Every species of animal has its own selection of pathogens that can live on/in it. Broadly speaking, cows don’t harbor that many bacteria, viruses, or parasites that are harmful to humans. The main threat from beef is that bacteria get on the outer surfaces during butchering and can slowly multiply even while refrigerated. This is why a rare or medium rare steak, with an internal temperature around 120F is *usually* OK to eat.
Chickens and pigs harbor considerably more harmful germs. But many types of fish essentially have no harmful germs, which is why the miracle of sushi exists.

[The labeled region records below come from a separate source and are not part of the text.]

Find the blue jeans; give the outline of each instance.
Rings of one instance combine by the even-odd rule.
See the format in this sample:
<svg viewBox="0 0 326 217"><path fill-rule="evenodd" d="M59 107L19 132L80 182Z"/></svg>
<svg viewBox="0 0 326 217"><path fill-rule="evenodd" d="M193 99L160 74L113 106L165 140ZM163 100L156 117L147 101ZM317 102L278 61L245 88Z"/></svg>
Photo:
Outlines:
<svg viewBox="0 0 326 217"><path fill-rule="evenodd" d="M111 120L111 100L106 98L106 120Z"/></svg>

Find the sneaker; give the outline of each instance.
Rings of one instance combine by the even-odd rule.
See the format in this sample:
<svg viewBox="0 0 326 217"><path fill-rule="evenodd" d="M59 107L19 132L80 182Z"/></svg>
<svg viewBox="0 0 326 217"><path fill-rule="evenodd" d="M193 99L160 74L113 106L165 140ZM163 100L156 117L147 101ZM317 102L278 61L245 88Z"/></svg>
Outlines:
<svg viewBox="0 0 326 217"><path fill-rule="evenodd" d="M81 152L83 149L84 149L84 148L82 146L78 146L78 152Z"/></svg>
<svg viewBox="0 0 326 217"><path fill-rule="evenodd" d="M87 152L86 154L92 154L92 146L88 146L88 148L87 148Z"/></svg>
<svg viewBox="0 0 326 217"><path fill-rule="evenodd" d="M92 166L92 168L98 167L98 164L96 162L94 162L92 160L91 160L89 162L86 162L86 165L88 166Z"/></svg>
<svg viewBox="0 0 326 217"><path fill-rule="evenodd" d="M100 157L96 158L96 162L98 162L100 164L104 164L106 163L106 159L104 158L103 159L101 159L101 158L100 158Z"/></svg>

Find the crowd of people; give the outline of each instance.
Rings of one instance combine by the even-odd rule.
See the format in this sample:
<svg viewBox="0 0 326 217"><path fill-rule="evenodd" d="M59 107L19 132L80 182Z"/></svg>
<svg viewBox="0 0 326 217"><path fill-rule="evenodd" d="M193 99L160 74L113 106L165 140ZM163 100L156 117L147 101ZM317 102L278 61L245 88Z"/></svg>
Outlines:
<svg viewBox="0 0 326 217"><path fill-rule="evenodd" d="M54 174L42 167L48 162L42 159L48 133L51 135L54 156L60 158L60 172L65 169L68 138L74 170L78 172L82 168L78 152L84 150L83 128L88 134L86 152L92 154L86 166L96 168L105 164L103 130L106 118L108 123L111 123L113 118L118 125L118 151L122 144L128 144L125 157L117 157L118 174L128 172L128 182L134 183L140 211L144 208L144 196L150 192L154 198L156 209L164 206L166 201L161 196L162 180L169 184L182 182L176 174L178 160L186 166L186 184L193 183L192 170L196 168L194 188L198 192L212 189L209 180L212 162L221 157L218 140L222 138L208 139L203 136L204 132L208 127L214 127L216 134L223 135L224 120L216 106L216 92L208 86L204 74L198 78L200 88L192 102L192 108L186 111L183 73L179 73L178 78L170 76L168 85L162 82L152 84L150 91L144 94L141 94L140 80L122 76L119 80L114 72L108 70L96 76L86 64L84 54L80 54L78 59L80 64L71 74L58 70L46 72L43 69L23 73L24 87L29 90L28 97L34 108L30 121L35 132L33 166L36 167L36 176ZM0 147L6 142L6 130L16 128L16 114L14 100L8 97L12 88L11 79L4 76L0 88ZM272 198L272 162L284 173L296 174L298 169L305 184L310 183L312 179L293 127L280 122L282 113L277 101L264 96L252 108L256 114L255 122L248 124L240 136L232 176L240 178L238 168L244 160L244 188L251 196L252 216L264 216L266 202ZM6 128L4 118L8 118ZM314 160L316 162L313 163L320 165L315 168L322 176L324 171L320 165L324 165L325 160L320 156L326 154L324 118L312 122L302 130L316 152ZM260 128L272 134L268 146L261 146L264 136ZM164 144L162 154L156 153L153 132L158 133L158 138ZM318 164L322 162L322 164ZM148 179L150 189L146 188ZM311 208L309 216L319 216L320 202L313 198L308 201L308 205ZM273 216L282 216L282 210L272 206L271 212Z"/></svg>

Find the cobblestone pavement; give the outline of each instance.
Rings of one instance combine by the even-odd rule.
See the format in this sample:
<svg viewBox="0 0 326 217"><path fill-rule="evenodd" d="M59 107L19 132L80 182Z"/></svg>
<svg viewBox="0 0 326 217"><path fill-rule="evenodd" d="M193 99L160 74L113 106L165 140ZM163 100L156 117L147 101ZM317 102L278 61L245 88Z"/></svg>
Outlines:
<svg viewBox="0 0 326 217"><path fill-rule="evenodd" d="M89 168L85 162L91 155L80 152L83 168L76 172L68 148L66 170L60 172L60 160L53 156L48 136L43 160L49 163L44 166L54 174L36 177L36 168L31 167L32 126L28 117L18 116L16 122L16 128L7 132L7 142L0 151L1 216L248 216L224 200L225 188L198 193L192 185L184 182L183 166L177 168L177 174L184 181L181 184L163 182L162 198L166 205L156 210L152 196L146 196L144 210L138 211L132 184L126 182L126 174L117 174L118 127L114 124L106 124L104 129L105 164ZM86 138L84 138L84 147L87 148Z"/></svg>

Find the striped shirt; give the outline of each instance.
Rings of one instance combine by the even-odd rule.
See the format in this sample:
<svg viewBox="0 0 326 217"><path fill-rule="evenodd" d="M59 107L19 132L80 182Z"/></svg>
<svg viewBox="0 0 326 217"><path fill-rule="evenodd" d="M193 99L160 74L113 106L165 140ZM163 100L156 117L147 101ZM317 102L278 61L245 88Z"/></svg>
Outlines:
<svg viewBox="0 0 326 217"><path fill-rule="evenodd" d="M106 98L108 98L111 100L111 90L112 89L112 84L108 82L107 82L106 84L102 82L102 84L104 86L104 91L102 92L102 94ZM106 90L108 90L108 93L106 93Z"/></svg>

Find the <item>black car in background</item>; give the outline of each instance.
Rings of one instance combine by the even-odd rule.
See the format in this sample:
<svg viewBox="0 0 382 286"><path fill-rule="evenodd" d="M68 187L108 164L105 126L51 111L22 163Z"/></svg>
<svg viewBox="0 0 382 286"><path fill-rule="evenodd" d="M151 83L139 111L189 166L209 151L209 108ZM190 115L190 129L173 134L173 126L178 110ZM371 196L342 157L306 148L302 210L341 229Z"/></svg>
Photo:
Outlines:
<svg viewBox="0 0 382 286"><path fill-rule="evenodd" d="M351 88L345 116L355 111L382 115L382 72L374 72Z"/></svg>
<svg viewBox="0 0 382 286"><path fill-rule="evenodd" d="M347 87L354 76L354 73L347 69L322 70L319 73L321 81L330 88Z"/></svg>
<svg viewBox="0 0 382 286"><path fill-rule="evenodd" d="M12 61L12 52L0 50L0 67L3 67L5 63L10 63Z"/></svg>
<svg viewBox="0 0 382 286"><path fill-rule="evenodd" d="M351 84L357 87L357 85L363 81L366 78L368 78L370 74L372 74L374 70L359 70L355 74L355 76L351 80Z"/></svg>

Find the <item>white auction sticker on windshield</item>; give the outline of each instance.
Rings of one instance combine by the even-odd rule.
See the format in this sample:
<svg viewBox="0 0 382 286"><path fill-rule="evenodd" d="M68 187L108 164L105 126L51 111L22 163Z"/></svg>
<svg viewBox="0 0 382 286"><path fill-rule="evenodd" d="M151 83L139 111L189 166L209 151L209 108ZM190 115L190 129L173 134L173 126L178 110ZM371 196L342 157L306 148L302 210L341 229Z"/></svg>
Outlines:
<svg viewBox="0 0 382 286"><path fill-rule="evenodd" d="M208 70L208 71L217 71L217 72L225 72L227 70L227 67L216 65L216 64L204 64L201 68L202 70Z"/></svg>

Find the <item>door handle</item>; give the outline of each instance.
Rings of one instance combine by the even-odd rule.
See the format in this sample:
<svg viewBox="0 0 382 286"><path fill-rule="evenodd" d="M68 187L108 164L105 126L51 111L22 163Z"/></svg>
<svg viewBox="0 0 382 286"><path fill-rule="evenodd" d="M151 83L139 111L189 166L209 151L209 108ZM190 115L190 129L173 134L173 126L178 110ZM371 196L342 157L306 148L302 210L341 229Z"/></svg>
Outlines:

Also, if you heat a plate full of of assorted bacteria to 165F in one minute, a lot of them are still going to be alive. A lot less after 10 minutes at that temperature, and almost none after 20 or 30. So when we say *”you should cook X meat to Y temperature”,* there are some assumptions about time built in about how long it has taken to get there. It’s not just that getting to the right temperature magically kills the germs, it’s the fact that you’ve spent a lot of time at hot-but-not-quite-hot-enough temperatures too.
Does pork really need to be 150 degrees to kill all the bad stuff? Not really. 130 or so is probably fine. But by cooking it to 150 you ensure that the meat has been *at least* 130 degrees for long enough to kill the stuff that dies at 130 degrees.